The actress expressed her concerns regarding the potential exclusion of women in the wake of the Oscars’ decision to eliminate gendered acting awards.

“Would it not be better to give non-binary people their own category rather than open the door for Hollywood to completely shut out women given the known disproportionate amount of men vs women winning at award shows?” she wondered. 

She further emphasized the need to expand opportunities for both gender-non-conforming individuals and women within an industry that has historically struggled to provide equal treatment. Acknowledging the existing disparity and the frustration it brings, Jamil highlighted the growing ire among women who find themselves excluded from award opportunities.

She argued that having only one spot available among thousands of actors perpetuates an industry that predominantly favors men and only serves to restrict opportunities rather than expand them.

“I don’t think it will help women or NB people to minimize the amount of possible winners. We should look to EXPAND the possibilities so that both GNC [gender non-conforming] people and women have a fair shot in an industry that has for a long time struggled to treat others equals to men,” she stated.

Jamil’s opinion comes at a time when the Oscars are set to implement new diversity standards in 2024, requiring films to meet at least two out of four diversity criteria to be eligible for the esteemed “Best Picture” award. 

The standards necessitate film producers and directors to provide a dossier containing information about the race, gender, sexual orientation, and disability status of the cast and crew members.

Critics of the diversity standards have labeled them as “completely ridiculous.” Concerns have been raised about the mandate potentially hindering the creation of outstanding films as directors have argued that casting decisions should be based on finding the right person for the role rather than being limited by forced choices.

“I’m for diversity, but to make you cast certain types of people if you want to get nominated? That makes the whole process contrived. The person who is right for the part should get the part. Why should you be limited in your choices? But it’s the world we’re in. This is crazy,” a director asked the New York Post.
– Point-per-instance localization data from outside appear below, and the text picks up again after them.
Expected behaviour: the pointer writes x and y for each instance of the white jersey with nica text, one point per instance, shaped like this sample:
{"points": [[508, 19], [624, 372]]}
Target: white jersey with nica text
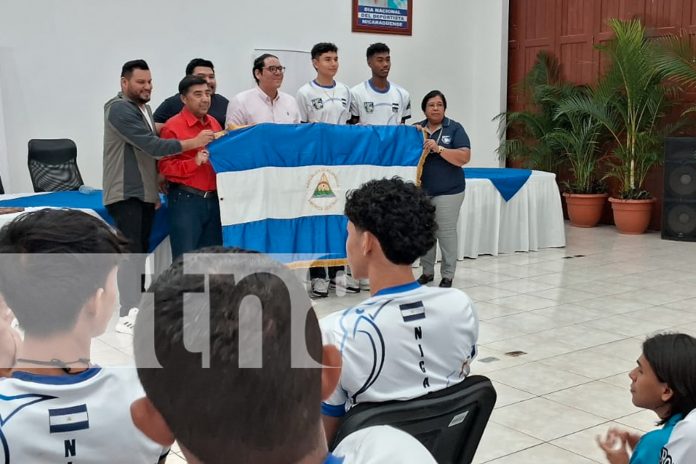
{"points": [[324, 104], [377, 108], [404, 342], [82, 418]]}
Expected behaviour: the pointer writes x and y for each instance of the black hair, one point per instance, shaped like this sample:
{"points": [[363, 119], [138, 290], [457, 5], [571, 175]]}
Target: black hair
{"points": [[672, 357], [129, 66], [259, 64], [433, 94], [223, 410], [189, 81], [398, 213], [196, 62], [375, 48], [46, 292], [321, 48]]}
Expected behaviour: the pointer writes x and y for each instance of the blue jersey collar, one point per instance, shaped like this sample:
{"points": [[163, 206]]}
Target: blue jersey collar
{"points": [[56, 379]]}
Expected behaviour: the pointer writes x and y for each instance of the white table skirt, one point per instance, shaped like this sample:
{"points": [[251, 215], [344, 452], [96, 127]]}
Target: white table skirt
{"points": [[532, 219], [158, 261]]}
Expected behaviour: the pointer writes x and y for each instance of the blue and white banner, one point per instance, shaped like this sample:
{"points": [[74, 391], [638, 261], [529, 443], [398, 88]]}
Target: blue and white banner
{"points": [[282, 187], [68, 419]]}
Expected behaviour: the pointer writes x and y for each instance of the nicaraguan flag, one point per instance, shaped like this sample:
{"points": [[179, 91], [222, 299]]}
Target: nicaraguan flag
{"points": [[412, 311], [68, 419], [282, 187]]}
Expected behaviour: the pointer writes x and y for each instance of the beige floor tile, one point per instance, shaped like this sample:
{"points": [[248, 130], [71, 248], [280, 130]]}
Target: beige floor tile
{"points": [[498, 441], [598, 398], [537, 379]]}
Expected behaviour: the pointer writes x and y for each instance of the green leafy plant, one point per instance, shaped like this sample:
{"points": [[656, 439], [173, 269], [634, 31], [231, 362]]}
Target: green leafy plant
{"points": [[677, 59], [543, 89]]}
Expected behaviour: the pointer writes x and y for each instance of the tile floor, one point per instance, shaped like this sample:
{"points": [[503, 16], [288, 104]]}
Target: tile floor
{"points": [[580, 315]]}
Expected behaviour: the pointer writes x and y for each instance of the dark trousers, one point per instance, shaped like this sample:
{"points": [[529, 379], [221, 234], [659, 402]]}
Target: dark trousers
{"points": [[134, 219], [194, 221]]}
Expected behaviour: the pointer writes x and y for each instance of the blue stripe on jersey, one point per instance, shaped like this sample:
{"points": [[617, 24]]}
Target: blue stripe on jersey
{"points": [[398, 289], [412, 311], [332, 410], [57, 379], [67, 411]]}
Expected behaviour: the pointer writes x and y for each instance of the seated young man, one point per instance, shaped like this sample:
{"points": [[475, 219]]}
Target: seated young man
{"points": [[254, 394], [58, 274], [406, 340]]}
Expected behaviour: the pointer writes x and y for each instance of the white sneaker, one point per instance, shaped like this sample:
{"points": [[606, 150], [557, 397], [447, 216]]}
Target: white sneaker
{"points": [[319, 288], [126, 324], [345, 283]]}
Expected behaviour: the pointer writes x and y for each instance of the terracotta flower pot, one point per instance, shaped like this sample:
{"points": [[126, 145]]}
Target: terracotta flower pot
{"points": [[631, 216], [585, 210]]}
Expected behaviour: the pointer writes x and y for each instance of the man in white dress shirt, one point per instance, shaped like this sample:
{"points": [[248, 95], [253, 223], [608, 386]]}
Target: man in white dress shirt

For Legendary actor Richard Dreyfuss, the idea makes him “vomit” as he criticized Oscar’s push for “the latest, most current idea of what morality is.”
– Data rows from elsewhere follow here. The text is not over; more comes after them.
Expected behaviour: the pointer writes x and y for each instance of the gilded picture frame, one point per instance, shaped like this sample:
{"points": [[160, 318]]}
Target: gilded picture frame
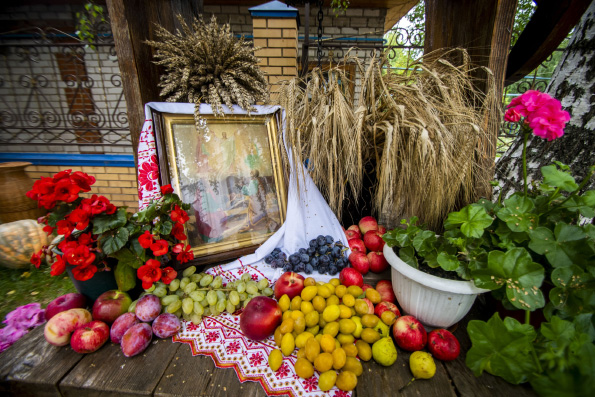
{"points": [[229, 170]]}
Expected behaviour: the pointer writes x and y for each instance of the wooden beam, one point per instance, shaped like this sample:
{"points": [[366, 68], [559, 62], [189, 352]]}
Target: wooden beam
{"points": [[548, 27]]}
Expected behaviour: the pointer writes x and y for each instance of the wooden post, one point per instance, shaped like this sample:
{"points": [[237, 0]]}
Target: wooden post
{"points": [[484, 29], [275, 31], [133, 22]]}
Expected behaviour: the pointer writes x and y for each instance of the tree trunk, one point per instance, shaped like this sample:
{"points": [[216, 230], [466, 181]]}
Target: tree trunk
{"points": [[573, 84]]}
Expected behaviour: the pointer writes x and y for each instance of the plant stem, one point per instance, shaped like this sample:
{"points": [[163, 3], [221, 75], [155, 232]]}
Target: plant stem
{"points": [[525, 138]]}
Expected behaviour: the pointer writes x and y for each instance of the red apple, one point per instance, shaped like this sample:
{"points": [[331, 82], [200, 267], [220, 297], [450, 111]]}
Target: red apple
{"points": [[367, 223], [443, 345], [260, 318], [110, 305], [384, 306], [377, 262], [409, 334], [373, 241], [370, 305], [89, 337], [352, 234], [350, 276], [354, 227], [385, 289], [356, 244], [360, 262], [289, 283], [65, 302]]}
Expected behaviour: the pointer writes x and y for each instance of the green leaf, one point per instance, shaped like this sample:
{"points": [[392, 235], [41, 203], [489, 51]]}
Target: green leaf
{"points": [[424, 241], [575, 204], [113, 240], [125, 277], [407, 255], [574, 291], [166, 227], [448, 262], [516, 213], [129, 258], [562, 248], [516, 270], [557, 178], [103, 223], [500, 351], [472, 219]]}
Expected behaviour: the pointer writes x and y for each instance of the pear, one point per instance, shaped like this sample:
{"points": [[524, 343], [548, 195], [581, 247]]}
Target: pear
{"points": [[384, 351]]}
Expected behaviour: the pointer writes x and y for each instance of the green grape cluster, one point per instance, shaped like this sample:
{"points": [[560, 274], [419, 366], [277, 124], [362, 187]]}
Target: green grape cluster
{"points": [[199, 294]]}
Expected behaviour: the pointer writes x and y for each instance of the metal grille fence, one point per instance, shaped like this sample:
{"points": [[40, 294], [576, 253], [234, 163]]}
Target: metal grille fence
{"points": [[57, 94]]}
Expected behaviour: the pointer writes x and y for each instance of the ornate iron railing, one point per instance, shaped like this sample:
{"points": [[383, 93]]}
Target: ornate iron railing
{"points": [[57, 91]]}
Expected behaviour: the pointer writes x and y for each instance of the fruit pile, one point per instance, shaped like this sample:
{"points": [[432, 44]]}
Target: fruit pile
{"points": [[323, 254], [366, 244], [331, 325], [132, 324], [201, 294]]}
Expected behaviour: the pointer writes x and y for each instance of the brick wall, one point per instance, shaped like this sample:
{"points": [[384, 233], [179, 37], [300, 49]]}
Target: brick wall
{"points": [[118, 184]]}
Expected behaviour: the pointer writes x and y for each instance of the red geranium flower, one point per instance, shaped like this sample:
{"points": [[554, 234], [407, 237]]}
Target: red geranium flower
{"points": [[58, 266], [185, 255], [168, 275], [159, 247], [66, 191], [80, 256], [80, 218], [36, 259], [179, 215], [65, 227], [178, 232], [149, 273], [82, 180], [167, 189], [84, 272], [146, 239], [48, 229]]}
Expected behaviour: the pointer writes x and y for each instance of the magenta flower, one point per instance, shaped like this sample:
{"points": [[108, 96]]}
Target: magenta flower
{"points": [[25, 317], [542, 113], [18, 322]]}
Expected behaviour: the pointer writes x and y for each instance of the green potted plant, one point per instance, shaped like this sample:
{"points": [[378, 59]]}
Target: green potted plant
{"points": [[539, 239], [99, 243]]}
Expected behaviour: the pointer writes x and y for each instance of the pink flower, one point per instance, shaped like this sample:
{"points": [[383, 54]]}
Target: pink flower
{"points": [[25, 317], [543, 114]]}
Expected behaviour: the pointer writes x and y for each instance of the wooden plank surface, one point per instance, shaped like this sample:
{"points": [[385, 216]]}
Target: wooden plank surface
{"points": [[34, 367], [109, 372]]}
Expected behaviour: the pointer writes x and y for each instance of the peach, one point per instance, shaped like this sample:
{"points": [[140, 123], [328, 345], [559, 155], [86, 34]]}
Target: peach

Clearly, some people did not see the issue beyond their lens as Jamil revisited the topic on her Instagram story, responding to accusations of being a “terf” (trans-exclusionary radical feminist). Emphasizing that her intent was to foster inclusivity rather than exclusion, she clarified that she has no qualms about transgender women competing in women’s categories.

Expressing her concern, Jamil highlighted the unfortunate trend of liberals dismissing individuals and discouraging objective discussions on liberal social justice issues.

“I’m not worried about me, I don’t get very affected by it, it’s become just a sad truth in my work that you are easily called a bigot and lumped in with actual bigots who get away Scott free [sic] because liberals throw literally anyone who doesn’t show total obedience into that pool,” she stated.